En VO65, que le peloton a passé l’île de Cabrera (à 5 milles (10 kilomètres) au sud de Mallorca. Sailing Poland de Bouwe Bekking était en tête, devant le monocoque de la Mirpuri Foundation Racing Team, skippé par Yoann Richomme. Derrière, Viva México d’Erik Brockmann était troisième.

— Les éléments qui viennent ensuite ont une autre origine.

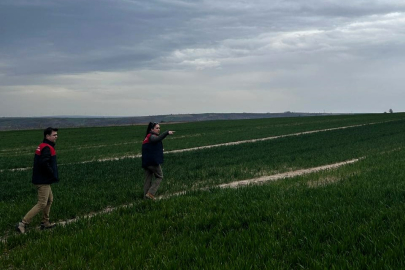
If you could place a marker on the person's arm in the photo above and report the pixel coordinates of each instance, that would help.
(45, 161)
(154, 138)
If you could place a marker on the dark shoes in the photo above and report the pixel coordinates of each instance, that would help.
(47, 225)
(149, 196)
(20, 227)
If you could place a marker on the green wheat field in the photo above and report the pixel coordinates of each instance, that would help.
(347, 217)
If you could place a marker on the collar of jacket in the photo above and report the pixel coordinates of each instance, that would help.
(49, 142)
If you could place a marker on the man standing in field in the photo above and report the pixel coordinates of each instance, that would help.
(45, 172)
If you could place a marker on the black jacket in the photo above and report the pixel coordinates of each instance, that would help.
(152, 149)
(45, 169)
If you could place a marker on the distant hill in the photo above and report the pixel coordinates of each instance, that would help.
(22, 123)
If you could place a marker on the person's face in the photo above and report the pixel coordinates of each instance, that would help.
(156, 129)
(52, 137)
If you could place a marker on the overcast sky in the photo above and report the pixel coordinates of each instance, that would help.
(150, 57)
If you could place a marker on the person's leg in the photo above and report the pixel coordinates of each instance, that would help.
(148, 181)
(158, 173)
(45, 217)
(43, 196)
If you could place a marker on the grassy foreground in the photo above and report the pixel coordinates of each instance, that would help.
(349, 218)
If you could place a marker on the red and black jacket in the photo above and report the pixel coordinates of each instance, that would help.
(45, 169)
(152, 149)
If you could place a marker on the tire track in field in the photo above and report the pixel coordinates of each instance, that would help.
(236, 184)
(212, 146)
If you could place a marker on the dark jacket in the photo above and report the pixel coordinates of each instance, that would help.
(45, 166)
(152, 149)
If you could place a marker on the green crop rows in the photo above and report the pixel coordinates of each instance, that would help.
(346, 218)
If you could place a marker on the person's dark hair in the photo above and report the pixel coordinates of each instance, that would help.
(48, 131)
(150, 127)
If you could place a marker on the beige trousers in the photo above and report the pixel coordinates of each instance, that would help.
(45, 199)
(149, 185)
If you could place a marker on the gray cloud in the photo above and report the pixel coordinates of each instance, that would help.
(171, 56)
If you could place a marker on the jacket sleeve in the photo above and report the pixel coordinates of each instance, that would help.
(155, 139)
(45, 161)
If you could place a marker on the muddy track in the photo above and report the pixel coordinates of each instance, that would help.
(236, 184)
(210, 146)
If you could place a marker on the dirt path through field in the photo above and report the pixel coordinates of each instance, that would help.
(236, 184)
(210, 146)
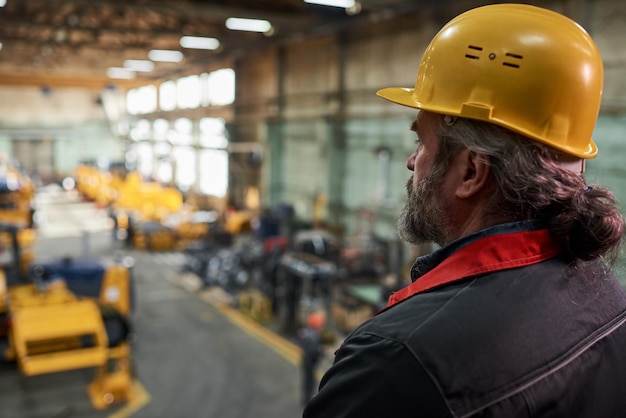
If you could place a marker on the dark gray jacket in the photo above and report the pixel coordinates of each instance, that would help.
(547, 339)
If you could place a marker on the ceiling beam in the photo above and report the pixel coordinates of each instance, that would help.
(56, 81)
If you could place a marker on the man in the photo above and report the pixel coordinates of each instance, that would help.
(517, 314)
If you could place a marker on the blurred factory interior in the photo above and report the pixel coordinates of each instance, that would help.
(218, 177)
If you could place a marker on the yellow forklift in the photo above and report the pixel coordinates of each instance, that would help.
(68, 314)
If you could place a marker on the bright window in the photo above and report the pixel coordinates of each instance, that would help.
(144, 159)
(185, 167)
(213, 172)
(188, 92)
(212, 133)
(160, 126)
(184, 131)
(141, 130)
(222, 87)
(167, 96)
(141, 100)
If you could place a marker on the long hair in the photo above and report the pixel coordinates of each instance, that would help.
(530, 184)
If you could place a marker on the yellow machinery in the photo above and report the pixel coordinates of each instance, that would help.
(54, 329)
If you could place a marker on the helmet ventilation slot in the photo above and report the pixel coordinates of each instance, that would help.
(471, 56)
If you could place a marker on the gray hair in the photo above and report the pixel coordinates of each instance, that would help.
(530, 184)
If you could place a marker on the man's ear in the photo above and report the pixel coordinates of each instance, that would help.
(475, 173)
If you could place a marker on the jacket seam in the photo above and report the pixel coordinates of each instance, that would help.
(565, 360)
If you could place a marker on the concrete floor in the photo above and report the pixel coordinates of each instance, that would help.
(192, 355)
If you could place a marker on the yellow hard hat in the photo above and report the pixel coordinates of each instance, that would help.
(526, 68)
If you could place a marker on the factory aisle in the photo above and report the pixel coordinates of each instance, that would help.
(191, 357)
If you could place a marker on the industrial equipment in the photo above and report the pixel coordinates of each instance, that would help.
(69, 314)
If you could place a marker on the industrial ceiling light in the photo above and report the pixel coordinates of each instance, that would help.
(199, 42)
(250, 25)
(346, 4)
(139, 65)
(164, 55)
(118, 72)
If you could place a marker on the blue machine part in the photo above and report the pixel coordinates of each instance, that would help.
(83, 277)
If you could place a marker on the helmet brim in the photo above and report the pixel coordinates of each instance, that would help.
(400, 95)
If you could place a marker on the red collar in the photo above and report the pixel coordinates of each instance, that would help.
(492, 253)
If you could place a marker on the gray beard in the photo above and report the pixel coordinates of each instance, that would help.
(422, 219)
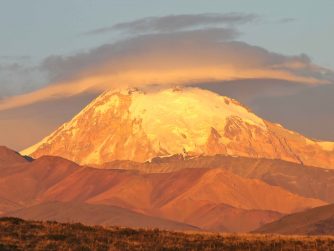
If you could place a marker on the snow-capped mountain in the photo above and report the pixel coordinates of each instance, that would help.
(134, 125)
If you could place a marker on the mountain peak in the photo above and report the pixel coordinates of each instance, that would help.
(135, 125)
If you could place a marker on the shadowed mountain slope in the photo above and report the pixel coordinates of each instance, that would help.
(314, 221)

© Martin Keruzore/Mirpuri Foundation Race Team /The Ocean Race
« Mirpuri est juste derrière nous, et ils sont un peu plus rapides que nous, donc on doit continuer de naviguer intelligemment, » déclarait Bouwe Bekking. « Tout est question de trouver les meilleures zones de pression. C’est compliqué. Il y a un système de haute pression que nous devons traverser. Au final, je suis plutôt content de là où nous sommes. C’est mieux d’être premier que dernier ! »

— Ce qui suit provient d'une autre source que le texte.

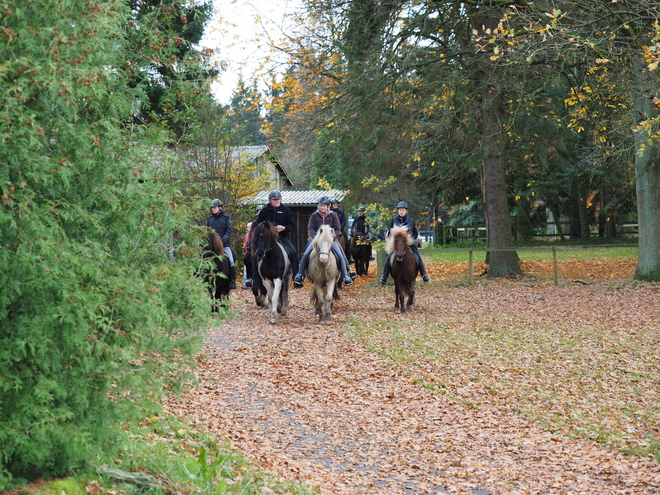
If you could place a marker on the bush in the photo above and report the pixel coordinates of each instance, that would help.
(94, 316)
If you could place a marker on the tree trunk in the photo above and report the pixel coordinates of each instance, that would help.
(647, 174)
(493, 181)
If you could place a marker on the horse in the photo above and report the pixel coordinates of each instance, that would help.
(404, 267)
(323, 270)
(272, 270)
(217, 274)
(361, 253)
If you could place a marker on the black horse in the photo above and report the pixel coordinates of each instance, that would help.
(271, 270)
(361, 253)
(404, 267)
(216, 269)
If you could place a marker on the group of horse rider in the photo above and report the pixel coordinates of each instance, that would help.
(327, 213)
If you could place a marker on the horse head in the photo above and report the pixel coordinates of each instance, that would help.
(264, 237)
(322, 242)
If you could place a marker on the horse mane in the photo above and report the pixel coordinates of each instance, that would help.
(394, 233)
(325, 231)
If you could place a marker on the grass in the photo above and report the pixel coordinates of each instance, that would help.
(184, 460)
(529, 253)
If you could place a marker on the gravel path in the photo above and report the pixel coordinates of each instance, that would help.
(313, 405)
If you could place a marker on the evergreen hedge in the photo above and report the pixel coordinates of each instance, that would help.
(95, 316)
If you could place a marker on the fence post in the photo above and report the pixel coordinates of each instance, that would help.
(471, 267)
(381, 259)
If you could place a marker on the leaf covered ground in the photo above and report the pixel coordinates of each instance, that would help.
(496, 387)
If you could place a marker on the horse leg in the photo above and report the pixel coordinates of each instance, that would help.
(329, 292)
(275, 299)
(411, 297)
(286, 283)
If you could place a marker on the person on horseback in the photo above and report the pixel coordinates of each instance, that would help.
(219, 221)
(323, 216)
(361, 227)
(280, 216)
(334, 206)
(402, 219)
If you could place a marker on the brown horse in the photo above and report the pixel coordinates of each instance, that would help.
(216, 272)
(361, 253)
(404, 267)
(324, 272)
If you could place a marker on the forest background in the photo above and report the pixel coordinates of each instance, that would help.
(111, 145)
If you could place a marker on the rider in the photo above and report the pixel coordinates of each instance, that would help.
(219, 221)
(334, 206)
(280, 216)
(361, 227)
(323, 216)
(403, 220)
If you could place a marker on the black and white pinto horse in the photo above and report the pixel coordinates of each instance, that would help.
(271, 270)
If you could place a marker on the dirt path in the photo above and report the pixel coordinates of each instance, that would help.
(313, 405)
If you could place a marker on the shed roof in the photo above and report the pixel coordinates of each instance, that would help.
(301, 198)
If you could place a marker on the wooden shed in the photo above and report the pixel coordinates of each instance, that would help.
(302, 204)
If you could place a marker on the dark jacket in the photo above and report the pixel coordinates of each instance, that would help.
(341, 216)
(406, 221)
(361, 227)
(281, 216)
(221, 223)
(316, 220)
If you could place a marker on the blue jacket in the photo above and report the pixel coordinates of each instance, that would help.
(221, 223)
(316, 220)
(406, 221)
(342, 217)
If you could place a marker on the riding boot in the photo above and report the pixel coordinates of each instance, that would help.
(386, 270)
(341, 260)
(232, 277)
(422, 269)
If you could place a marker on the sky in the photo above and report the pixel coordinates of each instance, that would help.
(239, 33)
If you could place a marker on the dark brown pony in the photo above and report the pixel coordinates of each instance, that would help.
(271, 270)
(361, 253)
(215, 266)
(404, 267)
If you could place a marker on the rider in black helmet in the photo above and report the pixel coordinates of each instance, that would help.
(219, 221)
(280, 215)
(323, 216)
(402, 219)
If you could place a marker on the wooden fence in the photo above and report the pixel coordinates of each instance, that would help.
(554, 249)
(443, 234)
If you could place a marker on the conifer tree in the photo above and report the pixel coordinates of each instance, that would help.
(94, 316)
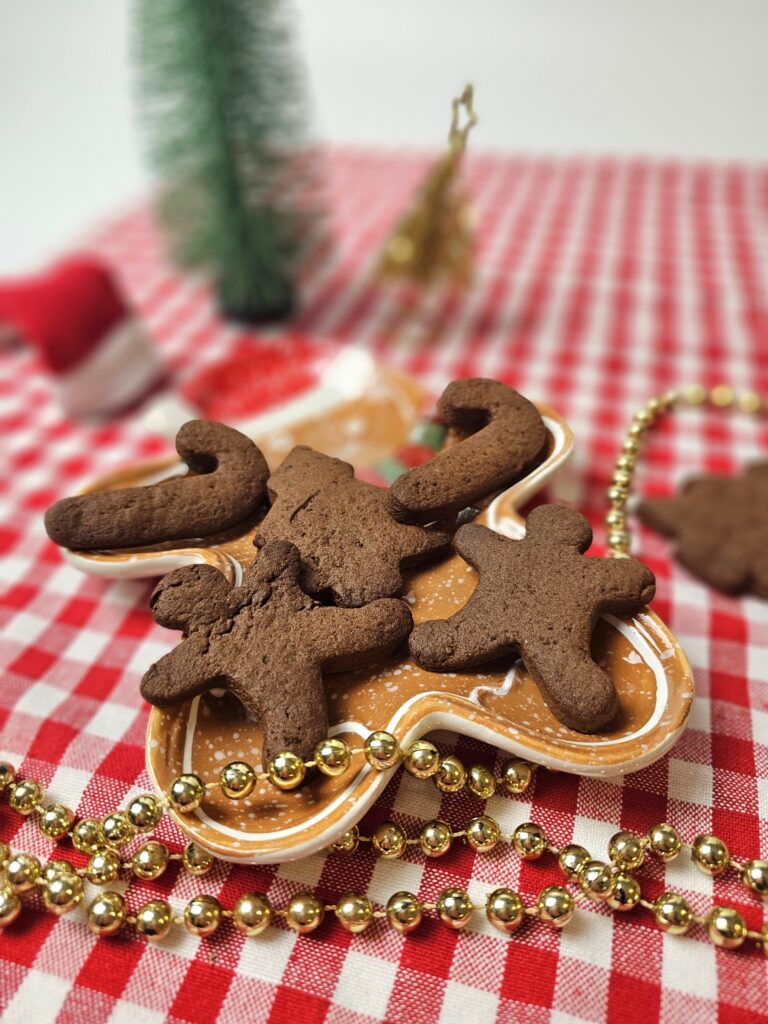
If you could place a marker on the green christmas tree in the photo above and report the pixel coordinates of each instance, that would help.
(222, 103)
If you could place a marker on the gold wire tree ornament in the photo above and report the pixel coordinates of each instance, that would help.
(433, 242)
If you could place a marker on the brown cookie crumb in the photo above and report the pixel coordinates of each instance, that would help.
(230, 486)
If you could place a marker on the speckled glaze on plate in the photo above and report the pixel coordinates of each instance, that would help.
(500, 705)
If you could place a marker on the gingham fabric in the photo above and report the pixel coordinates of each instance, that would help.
(600, 284)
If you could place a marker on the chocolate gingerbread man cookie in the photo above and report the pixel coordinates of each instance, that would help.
(508, 438)
(267, 642)
(541, 598)
(229, 485)
(720, 524)
(350, 546)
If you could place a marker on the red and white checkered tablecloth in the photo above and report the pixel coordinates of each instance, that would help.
(601, 283)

Au nord de l’archipel, Team Childhood-I était en bas du classement, alors que l’équipage avait du mal à retrouver de la brise, le long de la côte.

Avec des conditions prévues pour rester très légères pour le reste de la semaine, personne ne peut dire laquelle des routes nord ou sud va payer. Les équipages sont toujours attendus à Gênes ce jeudi.

Pour l’heure, la préoccupation à bord des 12 bateaux est plutôt de continuer d’avancer, tandis qu’ils doivent se frayer un chemin entre les trous sans vents qui se présenteront à eux la nuit prochaine.